Oh, yes, I know all about arachnophobia. As a little sister, I was a prime target for two older brother's unmerciful teasing. They had me so freaked out that a subtle hand gesture mimicking a spider would send me into a fit of tears.

Having spent my life blaming them for this encumbrance, it's a bit unsettling to read that the primary instigator might have mother. My brothers simply picked up where she left off - at my birth.

If you missed it, MSNBC ran a fascinating story yesterday discussing how some researchers speculate that we may be delivered into this world programmed to fear scary critters. Specific scary critters:

Scientists aren't sure how the fear is passed down, but they speculate that stressful events like predator attacks trigger the release of a hormone in the mother that influences the development of the embryo.

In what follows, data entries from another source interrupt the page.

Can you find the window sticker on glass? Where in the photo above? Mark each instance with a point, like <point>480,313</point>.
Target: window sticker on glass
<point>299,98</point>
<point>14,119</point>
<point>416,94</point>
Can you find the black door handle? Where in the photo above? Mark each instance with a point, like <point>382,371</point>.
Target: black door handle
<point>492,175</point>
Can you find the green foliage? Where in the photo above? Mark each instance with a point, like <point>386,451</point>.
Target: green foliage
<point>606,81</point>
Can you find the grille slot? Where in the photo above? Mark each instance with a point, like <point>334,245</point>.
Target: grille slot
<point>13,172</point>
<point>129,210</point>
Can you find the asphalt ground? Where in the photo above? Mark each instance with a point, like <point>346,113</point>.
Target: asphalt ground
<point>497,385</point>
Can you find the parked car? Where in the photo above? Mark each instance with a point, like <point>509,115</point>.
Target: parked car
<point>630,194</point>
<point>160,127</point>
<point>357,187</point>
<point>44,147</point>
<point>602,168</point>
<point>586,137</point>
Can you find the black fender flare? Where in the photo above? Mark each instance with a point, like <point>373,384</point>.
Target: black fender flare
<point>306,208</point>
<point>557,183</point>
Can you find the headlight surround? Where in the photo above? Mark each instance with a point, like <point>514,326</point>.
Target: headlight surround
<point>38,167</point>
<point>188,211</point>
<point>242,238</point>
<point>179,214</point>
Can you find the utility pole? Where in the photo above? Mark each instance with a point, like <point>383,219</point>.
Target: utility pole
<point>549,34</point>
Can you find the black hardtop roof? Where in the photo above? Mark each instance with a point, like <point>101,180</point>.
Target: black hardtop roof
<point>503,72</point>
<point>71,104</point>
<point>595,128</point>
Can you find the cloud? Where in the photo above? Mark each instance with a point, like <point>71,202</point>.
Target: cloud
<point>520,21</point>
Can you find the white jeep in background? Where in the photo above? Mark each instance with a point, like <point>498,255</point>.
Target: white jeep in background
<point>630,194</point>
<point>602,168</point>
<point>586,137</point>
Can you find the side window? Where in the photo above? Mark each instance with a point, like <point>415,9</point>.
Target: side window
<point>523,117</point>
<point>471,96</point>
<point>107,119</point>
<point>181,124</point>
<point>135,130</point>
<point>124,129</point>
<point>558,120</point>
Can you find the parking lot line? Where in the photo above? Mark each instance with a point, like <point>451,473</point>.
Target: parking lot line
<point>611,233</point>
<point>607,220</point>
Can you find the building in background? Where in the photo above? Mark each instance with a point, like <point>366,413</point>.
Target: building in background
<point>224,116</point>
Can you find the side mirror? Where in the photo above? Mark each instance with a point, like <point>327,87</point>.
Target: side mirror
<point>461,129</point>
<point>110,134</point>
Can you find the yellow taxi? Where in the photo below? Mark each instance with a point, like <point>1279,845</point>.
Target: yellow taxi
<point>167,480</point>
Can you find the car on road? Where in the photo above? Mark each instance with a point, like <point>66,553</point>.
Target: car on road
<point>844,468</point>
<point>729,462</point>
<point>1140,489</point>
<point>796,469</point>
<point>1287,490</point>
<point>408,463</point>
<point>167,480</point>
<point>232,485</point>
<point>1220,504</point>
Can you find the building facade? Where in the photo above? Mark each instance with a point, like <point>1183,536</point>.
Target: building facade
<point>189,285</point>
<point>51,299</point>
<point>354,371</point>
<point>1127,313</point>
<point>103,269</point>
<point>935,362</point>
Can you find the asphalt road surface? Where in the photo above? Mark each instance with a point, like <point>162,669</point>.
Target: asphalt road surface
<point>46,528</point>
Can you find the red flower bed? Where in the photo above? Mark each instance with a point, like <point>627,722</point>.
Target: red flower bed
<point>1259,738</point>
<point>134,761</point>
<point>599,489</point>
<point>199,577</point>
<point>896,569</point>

Two researchers, Jonathan Storm, PhD, of the University of South Carolina Upstate in Spartanburg, and Steven Lima, PhD, of Indiana State University, figured this out by putting pregnant crickets into a terrarium containing a wolf spider. (They must both be older brothers.)

To make sure the spider didn't eat the crickets, they put wax on its fangs. Thus, the spider could scare the bejeezus out of the crickets by stalking them - and probably gumming them - but the crickets would be left intact and able to produce offspring.

When the researchers compared the offspring of the freaked-out mothers to the offspring of the unfreaked-out mothers:

The differences were dramatic, the scientists said.

The newborn crickets whose mothers had been exposed to a spiderwere 113 percent more likely to seek shelter and stay there. They were also more likely to freeze when they encountered spider silk or feces - a behavior that could prevent them from being detected by a nearby spider. Overall, these newborns had better survival rates than other newborn crickets, eaten by the wolf spiders for the sake of science.

(Yeah, for the sake of science, and probably as payback for having their fangs waxed.)

This is really interesting stuff. It makes sense that we might be hardwired to fear spiders and snakes, but how is it that the cricket offspring knew that they should specifically fear spiders? The hormones released by the mother must be full of amazing information just waiting to be decoded by researchers.